2. In their third enumeration of error, appellants assert the information in the affidavit obtained from a confidential informant was not sufficiently corroborated, and was insufficient to establish probable cause for issuance of the search warrant. The affidavit contained the following statements: "Affiant was advised on Nov. 07, 1989, that withing [sic] the last 72 hours, reliable informant # 11/89 had personally seen several large Marijuana plants inside the above described residence, as well as, a large amount of Cocaine. Although C. I. # 1189 has never made a controlled purchase for the Paulding County Drug Task Force, C. I. # 1189 has made several controlled purchases of drugs for Marietta/Cobb/Smyrna Narcotics, as well as, gave M. C. S. reliable information, which led to approximately 15-20 arrests. These figures were confirmed by affiant by contacting Major Maxwell, Head of M. C. S." The affidavit also indicated that the residence of appellants was identified by the informant as a wood frame house, lime green in color, at 679 Rosedale Street. The trial court found the magistrate properly issued a search warrant for the residence based on the affidavit.
"In making a determination as to probable cause pursuant to the totality of the circumstances test enunciated in Illinois v. Gates, [462 U. S. 213] (103 SC 2317, 76 LE2d 527) (1983), the task of the issuing magistrate is simply to make a practical, common-sense decision whether, given all the circumstances set forth in the affidavit before him, including the veracity and basis of knowledge of persons supplying hearsay information, there is a fair probability that contraband or evidence of a crime will be found in a particular place." Mize v. State, 173 Ga. App. 327, 328 (326 SE2d 782) (1985) (Punctuation and internal quotations omitted); State v. Stephens, 252 Ga. 181 (311 SE2d 823 (1984). The task of a reviewing court is to determine if there is substantial evidence in the record to support the magistrate's issuance of the warrant. State v. White, 196 Ga. App. 685, 686 (396 SE2d 601) (1990). "Although in a particular case it may not be easy to determine when an affidavit demonstrates the existence of probable cause, the resolution of doubtful or marginal cases in this area should be largely determined by the preference to be accorded to warrants." (Citations and punctuation omitted). Mincey v. State, 180 Ga. App. 898, 900 (350 SE2d 852) (1986). Under these standards, the information in the affidavit obtained from the informant was sufficient to establish probable cause for the warrant, and the trial court correctly denied the motions to suppress.

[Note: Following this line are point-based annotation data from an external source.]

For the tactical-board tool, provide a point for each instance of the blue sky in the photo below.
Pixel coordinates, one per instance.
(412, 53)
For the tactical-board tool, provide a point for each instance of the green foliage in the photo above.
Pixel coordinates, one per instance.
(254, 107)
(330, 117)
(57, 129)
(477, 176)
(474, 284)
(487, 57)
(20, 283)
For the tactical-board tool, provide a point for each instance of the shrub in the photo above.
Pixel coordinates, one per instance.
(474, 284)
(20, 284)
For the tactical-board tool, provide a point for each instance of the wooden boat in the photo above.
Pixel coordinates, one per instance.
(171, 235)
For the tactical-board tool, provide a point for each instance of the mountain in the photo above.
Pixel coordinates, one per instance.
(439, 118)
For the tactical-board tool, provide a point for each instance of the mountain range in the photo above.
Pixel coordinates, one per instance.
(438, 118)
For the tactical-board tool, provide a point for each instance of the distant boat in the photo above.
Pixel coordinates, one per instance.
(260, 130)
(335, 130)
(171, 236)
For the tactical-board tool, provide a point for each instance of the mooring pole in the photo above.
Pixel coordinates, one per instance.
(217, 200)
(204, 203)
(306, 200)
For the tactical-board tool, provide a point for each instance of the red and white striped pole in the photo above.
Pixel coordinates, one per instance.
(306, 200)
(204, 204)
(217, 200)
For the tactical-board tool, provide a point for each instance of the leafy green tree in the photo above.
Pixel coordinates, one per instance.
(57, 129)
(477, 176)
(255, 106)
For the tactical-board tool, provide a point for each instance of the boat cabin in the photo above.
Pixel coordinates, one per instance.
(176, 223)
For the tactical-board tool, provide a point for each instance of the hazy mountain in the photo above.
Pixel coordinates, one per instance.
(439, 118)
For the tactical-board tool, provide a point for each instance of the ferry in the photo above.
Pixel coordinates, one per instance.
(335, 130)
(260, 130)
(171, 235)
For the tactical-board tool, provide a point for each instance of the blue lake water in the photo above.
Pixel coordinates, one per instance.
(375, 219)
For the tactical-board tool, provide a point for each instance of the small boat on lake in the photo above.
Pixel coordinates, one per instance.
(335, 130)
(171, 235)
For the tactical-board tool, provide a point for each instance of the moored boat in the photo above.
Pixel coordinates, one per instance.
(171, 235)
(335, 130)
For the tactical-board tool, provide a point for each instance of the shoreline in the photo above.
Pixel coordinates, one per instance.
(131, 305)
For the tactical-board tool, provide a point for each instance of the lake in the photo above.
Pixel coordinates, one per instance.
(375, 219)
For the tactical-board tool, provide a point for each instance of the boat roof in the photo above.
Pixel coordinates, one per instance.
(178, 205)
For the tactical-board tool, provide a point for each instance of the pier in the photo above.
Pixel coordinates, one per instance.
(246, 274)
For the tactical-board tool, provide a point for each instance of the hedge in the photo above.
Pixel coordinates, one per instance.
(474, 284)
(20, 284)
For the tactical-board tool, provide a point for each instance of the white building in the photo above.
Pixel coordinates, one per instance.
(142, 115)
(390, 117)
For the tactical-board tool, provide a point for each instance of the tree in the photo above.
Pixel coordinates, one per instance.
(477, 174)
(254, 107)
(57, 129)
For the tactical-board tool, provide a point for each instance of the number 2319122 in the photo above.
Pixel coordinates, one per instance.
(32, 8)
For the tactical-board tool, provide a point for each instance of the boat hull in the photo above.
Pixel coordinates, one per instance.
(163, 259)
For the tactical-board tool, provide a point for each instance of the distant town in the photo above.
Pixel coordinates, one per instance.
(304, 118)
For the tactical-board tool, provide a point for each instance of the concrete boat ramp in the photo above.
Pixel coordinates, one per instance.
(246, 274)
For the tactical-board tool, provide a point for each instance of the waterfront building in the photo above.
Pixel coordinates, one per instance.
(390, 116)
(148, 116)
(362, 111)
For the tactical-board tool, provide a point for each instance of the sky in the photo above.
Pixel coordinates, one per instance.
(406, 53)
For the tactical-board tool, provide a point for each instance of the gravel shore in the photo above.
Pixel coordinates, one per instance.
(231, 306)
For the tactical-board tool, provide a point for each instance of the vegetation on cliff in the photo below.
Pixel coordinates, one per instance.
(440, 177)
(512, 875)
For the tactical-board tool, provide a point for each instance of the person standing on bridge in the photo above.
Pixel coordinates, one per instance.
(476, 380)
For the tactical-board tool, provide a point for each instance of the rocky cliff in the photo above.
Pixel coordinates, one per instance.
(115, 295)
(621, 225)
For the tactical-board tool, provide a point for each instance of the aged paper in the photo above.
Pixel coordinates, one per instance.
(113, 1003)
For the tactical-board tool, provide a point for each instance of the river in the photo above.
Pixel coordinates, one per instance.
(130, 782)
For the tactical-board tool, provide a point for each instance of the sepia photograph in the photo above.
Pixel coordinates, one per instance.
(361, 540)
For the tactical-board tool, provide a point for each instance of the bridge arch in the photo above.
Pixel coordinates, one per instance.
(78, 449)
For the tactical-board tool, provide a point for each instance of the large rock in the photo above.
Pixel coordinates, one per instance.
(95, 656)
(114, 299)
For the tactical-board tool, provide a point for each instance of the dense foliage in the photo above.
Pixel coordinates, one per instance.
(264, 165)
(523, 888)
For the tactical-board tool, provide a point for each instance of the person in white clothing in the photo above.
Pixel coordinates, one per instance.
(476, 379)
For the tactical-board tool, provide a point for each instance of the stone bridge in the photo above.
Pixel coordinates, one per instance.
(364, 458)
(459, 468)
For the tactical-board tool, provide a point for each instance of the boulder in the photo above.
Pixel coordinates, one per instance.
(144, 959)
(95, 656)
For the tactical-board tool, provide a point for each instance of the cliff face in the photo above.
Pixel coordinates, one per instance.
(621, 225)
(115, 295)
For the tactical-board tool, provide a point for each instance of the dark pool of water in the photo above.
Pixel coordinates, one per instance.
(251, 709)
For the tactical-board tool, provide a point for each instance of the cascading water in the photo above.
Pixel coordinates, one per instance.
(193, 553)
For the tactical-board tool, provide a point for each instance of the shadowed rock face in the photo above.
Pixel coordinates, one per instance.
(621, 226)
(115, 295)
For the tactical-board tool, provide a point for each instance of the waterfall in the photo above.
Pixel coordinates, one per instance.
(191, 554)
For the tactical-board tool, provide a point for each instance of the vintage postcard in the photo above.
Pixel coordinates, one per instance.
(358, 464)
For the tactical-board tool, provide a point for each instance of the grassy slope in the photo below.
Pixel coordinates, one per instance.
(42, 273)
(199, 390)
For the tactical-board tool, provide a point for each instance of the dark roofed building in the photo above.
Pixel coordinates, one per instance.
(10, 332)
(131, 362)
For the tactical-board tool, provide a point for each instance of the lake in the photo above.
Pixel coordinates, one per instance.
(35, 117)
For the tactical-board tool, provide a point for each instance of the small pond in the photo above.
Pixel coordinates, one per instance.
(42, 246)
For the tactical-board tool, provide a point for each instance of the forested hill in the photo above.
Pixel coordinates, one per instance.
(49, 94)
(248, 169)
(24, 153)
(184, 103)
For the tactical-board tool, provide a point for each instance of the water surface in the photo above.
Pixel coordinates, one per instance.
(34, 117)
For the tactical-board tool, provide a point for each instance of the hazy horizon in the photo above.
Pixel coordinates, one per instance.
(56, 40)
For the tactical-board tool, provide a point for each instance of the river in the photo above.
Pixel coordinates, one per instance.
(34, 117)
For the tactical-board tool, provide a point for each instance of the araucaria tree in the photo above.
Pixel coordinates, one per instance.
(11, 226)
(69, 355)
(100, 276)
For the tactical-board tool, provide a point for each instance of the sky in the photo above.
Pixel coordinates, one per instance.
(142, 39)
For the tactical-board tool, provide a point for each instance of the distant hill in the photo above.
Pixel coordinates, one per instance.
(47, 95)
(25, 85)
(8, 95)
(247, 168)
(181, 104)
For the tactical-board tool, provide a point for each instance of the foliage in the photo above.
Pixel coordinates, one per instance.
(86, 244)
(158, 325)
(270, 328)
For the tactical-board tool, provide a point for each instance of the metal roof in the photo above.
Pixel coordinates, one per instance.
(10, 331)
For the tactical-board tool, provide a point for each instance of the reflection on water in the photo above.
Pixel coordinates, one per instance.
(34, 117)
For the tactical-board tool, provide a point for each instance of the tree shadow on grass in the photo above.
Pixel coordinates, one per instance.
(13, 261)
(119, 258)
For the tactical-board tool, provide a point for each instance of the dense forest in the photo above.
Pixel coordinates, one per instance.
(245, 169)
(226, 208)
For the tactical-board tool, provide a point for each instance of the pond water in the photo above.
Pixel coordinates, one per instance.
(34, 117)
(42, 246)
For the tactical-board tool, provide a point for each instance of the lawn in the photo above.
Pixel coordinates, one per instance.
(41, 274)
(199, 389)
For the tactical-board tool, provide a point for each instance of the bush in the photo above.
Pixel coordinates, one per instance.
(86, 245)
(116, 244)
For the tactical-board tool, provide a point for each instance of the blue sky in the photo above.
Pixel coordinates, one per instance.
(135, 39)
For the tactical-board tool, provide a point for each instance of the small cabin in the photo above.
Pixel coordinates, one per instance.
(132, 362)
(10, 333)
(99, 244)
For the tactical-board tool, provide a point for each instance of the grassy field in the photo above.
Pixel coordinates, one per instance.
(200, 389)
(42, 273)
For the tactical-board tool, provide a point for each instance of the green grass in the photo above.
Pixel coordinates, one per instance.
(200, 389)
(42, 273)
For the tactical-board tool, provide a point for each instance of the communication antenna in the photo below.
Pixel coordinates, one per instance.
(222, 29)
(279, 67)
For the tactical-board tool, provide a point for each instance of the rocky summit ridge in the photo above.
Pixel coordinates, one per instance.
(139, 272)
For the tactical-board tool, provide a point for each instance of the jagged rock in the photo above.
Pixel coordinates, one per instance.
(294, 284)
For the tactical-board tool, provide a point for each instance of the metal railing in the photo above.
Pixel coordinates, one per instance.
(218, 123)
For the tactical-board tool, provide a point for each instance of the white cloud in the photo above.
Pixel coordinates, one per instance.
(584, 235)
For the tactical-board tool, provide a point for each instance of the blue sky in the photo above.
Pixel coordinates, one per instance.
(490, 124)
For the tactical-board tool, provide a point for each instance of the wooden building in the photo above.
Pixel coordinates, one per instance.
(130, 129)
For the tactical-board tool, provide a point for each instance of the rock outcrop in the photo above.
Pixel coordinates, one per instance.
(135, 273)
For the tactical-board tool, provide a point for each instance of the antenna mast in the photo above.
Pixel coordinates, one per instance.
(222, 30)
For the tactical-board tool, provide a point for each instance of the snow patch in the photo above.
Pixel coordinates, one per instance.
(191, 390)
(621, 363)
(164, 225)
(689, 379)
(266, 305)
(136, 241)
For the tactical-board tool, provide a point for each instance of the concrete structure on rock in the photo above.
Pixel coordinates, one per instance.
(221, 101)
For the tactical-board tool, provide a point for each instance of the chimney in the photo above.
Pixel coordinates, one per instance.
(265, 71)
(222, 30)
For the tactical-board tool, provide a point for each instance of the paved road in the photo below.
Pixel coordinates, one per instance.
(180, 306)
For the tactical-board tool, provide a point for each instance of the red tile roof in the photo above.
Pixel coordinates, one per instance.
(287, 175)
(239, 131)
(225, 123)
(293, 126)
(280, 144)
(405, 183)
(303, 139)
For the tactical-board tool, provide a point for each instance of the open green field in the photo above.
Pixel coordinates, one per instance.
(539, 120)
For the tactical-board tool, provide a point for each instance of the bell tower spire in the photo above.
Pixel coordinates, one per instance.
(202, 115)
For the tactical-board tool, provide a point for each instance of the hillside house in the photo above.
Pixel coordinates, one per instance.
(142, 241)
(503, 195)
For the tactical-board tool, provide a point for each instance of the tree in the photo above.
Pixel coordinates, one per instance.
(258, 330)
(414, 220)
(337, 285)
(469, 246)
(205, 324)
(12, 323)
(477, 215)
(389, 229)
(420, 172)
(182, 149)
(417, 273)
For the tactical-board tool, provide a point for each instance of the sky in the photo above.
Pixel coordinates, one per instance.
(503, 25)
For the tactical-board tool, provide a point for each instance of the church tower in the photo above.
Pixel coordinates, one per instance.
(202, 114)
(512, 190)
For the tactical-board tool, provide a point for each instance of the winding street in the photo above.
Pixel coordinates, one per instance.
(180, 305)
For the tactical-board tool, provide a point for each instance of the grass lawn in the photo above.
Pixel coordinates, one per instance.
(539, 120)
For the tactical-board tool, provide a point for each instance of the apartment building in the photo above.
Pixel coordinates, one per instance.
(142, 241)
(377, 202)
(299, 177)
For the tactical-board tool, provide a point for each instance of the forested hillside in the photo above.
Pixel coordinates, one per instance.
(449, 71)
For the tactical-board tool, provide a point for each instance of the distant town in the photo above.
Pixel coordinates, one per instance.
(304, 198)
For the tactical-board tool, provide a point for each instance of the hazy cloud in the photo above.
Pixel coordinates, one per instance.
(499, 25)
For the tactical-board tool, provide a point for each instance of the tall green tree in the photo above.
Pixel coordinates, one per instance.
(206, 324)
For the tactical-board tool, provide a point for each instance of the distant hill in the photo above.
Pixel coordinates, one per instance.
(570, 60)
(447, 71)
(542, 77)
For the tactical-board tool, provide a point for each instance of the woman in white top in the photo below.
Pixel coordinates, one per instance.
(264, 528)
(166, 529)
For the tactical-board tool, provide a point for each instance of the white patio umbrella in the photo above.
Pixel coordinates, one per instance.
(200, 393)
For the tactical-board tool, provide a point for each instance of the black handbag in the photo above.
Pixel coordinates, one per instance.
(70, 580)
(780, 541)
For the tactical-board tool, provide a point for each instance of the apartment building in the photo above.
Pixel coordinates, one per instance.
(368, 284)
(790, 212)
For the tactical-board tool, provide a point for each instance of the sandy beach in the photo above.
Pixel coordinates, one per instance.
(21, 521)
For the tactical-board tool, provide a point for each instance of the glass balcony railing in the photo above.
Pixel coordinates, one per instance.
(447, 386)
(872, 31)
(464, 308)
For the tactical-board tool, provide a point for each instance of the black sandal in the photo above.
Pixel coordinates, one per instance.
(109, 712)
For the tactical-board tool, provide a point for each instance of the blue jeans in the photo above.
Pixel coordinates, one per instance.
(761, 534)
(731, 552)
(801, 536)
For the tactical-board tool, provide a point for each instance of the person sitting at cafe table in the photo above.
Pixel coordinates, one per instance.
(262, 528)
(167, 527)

3. In their fourth enumeration, appellants claim the trial court should have suppressed the evidence because the officers executed the warrant using excessive force. In executing a search warrant, officers are generally required to make a good faith attempt to give verbal notice of their authority and purpose prior to gaining entry by the use of force. OCGA 17-5-27. This requirement may be excused when the officers reasonably believe that announcing themselves " 'would either greatly increase their peril or lead to the immediate destruction of the evidence.' [Cit.]" Neal v. State, 173 Ga. App. 71, 72 (325 SE2d 457) (1984).
Here, the magistrate included a "no-knock" provision in the warrant apparently because it had simply become customary to do so in drug cases. Nothing in the affidavit or in evidence communicated to the magistrate authorized inclusion of the "no-knock" provision. The affidavit contains an allegation that the "no-knock" clause was requested for the safety of the officers and persons at the residence, but there was no allegation of increased peril to the officers or of danger that evidence would be destroyed. At the suppression hearing, an executing officer testified that officers requested the "no-knock" provision and kicked in the door when executing the warrant because this was a drug case, and, more specifically, because they had obtained information that a large, vicious dog was kept at the residence.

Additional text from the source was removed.